Cette vision morale, très binaire, occulte un fait plus fondamental : ces deux notions décrivent d’abord la manière naturelle dont le cerveau humain fonctionne et interagit avec son environnement.

En les observant à travers la psychologie cognitive, les neurosciences et l’analyse du comportement, ces mots changent de relief.
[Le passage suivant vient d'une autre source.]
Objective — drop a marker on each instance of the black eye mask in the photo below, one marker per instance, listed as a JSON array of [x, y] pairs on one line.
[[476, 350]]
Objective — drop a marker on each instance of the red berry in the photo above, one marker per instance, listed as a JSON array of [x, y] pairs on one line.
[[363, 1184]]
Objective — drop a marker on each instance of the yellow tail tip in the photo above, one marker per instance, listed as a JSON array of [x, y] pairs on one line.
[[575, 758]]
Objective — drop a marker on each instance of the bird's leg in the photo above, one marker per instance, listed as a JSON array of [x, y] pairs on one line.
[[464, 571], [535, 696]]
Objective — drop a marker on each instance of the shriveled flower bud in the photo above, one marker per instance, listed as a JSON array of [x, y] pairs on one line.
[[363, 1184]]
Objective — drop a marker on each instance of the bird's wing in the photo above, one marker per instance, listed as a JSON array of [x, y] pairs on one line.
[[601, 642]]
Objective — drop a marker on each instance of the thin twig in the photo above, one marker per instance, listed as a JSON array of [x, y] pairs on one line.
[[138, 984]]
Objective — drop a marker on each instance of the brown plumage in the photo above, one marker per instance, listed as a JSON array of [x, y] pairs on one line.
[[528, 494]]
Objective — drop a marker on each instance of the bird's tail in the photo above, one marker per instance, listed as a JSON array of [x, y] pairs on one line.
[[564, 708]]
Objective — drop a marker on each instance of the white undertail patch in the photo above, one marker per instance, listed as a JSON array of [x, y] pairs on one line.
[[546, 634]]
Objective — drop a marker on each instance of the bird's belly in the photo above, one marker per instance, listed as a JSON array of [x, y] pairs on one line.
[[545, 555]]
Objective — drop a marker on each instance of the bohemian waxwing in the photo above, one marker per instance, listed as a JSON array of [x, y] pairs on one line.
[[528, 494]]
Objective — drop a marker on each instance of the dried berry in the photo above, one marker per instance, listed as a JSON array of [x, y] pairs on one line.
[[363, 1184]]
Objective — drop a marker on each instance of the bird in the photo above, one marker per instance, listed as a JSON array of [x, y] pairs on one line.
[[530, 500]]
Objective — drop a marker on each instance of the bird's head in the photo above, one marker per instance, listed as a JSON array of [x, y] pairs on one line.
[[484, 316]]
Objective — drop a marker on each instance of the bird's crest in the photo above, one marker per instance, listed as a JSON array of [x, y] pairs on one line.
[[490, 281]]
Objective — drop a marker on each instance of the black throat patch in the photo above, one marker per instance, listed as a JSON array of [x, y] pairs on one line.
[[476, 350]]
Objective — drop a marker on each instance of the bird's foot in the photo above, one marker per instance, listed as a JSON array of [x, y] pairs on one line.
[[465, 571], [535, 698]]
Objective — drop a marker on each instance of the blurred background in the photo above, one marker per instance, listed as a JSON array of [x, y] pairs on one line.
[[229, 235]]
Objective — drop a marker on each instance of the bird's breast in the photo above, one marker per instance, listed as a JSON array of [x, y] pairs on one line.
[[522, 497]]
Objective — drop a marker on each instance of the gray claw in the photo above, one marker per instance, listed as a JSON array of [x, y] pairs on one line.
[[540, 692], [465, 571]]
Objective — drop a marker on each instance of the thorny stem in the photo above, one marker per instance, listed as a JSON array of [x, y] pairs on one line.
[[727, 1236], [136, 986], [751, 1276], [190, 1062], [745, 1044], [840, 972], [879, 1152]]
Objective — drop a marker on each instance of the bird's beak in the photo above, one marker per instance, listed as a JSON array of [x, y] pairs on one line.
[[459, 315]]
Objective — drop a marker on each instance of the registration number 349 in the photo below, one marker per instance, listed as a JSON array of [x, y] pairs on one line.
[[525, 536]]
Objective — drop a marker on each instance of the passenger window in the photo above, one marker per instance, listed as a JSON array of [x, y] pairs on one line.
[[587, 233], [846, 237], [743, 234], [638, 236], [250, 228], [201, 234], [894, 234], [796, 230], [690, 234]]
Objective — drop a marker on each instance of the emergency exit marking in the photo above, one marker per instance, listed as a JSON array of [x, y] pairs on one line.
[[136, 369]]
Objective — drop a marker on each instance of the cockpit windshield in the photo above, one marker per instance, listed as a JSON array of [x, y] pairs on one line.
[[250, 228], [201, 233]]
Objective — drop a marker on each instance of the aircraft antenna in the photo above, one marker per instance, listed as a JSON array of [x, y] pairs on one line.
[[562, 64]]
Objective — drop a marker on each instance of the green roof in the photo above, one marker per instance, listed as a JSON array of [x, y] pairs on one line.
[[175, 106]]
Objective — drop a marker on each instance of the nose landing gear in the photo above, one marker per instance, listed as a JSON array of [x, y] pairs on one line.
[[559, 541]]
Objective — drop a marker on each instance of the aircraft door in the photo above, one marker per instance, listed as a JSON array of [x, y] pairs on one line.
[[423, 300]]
  1. L’égocentrisme : une structure inévitable du cerveau humain

Selon le dictionnaire, l’égocentrisme désigne la tendance à « tout ramener à soi ».Or, lorsque l’on sort de la définition morale et que l’on regarde la mécanique du cerveau humain, cette tendance n’est pas un choix : c’est une impossibilité biologique d’y échapper.


Le seul cerveau disponible pour analyser le monde, c’est le vôtre

Chaque perception, chaque phrase entendue, chaque détail observé doit passer par votre mémoire, vos croyances, vos expériences. C’est un mécanisme documenté:


  • Le cerveau utilise des représentations internes : schémas cognitifs, souvenirs, expériences passées.

  • Il n’a aucun accès direct aux émotions, aux sensations ou aux souvenirs d’autrui. L’empathie, ce n’est jamais ressentir réellement ce que l’autre ressent : c’est seulement une inférence, une estimation interne construite à partir de nos propres expériences, de nos connaissances et de nos représentations.

  • La compréhension passe toujours par un encodage égocentré, un principe observé depuis les travaux de Piaget jusqu’aux études modernes en neurosciences sociales.


C’est la seule manière de comprendre quoi que ce soit. Votre cerveau doit comparer ce qu’on vous dit à ce qu’il connaît déjà. Pas par narcissisme mais par nécessité.


On ne peut pas être curieux de ce qu’on ignore totalement

La curiosité n’est pas une ouverture infinie au hasard : elle repose sur une structure mentale préexistante. Il faut avoir un début de représentation pour qu’un sujet nous intéresse.

C’est le même principe avec la compréhension.

Si j’invente un mot, le glibolouk, vous ne pouvez pas le juger. Aucune mémoire ne s’y accroche. Le système cognitif tente peut-être une analyse sonore ou étymologique, mais sans ancrage mnésique, il ne peut produire ni jugement, ni émotion, ni opinion.

Ce point est central: là où il n’y a aucun souvenir, il n’y a aucun jugement possible.

D’où cette vérité dérangeante :nous ne pouvons comprendre qu’en ramenant ce qu’on nous dit… à nous-mêmes.


Il ne faut pas juger » : une injonction psychologiquement impossible

Le jugement n’est pas une faute morale : c’est un processus de tri, un classement automatique, indispensable pour donner du sens.

Sans jugement, aucune phrase ne pourrait être comprise. Comprendre « il fait froid » nécessite de juger ce qui est froid selon votre expérience. Comprendre « il m’a trahi » nécessite de juger ce que « trahir » signifie dans votre histoire.

Le vrai enjeu n’est donc pas le jugement lui-même, mais :


  • le statut qu’on lui donne (provisoire ? définitif ? nuancé ?)

  • l’usage qu’on en fait (écouter ? conseiller ? condamner ? réfléchir ?)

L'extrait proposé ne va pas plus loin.